Je reprendrai à mon compte la préconisation extraite du document n° 2 : "Élus et agents intéressés ne doivent participer en aucune manière aux
débats, à l’instruction du dossier, et au vote, fût-ce par le biais
d’une procuration en blanc confiée à l’un de leur collègue.
Concrètement, ils doivent s’abstenir, préalablement, de donner de
quelque manière que ce soit un avis sur le subventionnement puis sortir
de la salle des délibérations, cette circonstance devant être consignée
au procès-verbal de séance".
Pour comparaison, c'est ainsi que le maire sort de la salle du conseil lors de la délibération sur le compte administratif du budget ; et c'est ainsi que fait (devrait faire ...) la/le président·e d'une association lorsque l'assemblée générale délibère sur les comptes pour donner (ou non ...) quitus au bureau.

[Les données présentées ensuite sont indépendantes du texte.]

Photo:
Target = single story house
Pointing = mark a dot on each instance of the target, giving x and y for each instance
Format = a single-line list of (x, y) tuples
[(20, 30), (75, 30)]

Cette sortie permettrait en outre de balayer le sentiment que l'élu "intéressé", directement ou indirectement, soit parce qu'il est sur la liste des bénéficiaires, soit parce que figure sur cette liste une association "concurrente" de "la sienne", puisse, par sa simple présence, influencer le comportement de ses collègues élus.
En bref et à mon avis, aucun président d'association ne devrait être présent pendant une délibération sur une subvention.
Cette sortie éviterait aussi que le débat puisse se transformer en chamaillerie, comme celle que j'ai rapportée dans un billet du 28 juin 2018 sur mon ancien blog : "Puis vint la délibération sur le bail à l'association [Aaa], association qui [...] s'est adressée à la Mairie et a obtenu un bail lui permettant de s'installer sur [un terrain communal]. Un bail soumis à délibération ... Une association qui, semble-t-il, amène à discussion ... Une discussion vive, même houleuse ... Des "pro-[Aaa]", des "anti-[Aaa]" ... Il faut dire qu'il y avait à la table du conseil, pour délibérer, des représentant·e·s d'associations "concurrentes" sur le créneau d'activité [...]".
Il y a eu des bulletins blancs, mais tout le monde a voté ...
Certes, ce n'était pas une subvention. Mais ...
Voilà mon sentiment pour les bonnes pratiques concernant les associations. Un prochain billet sera pour les achats de fournitures ou de travaux.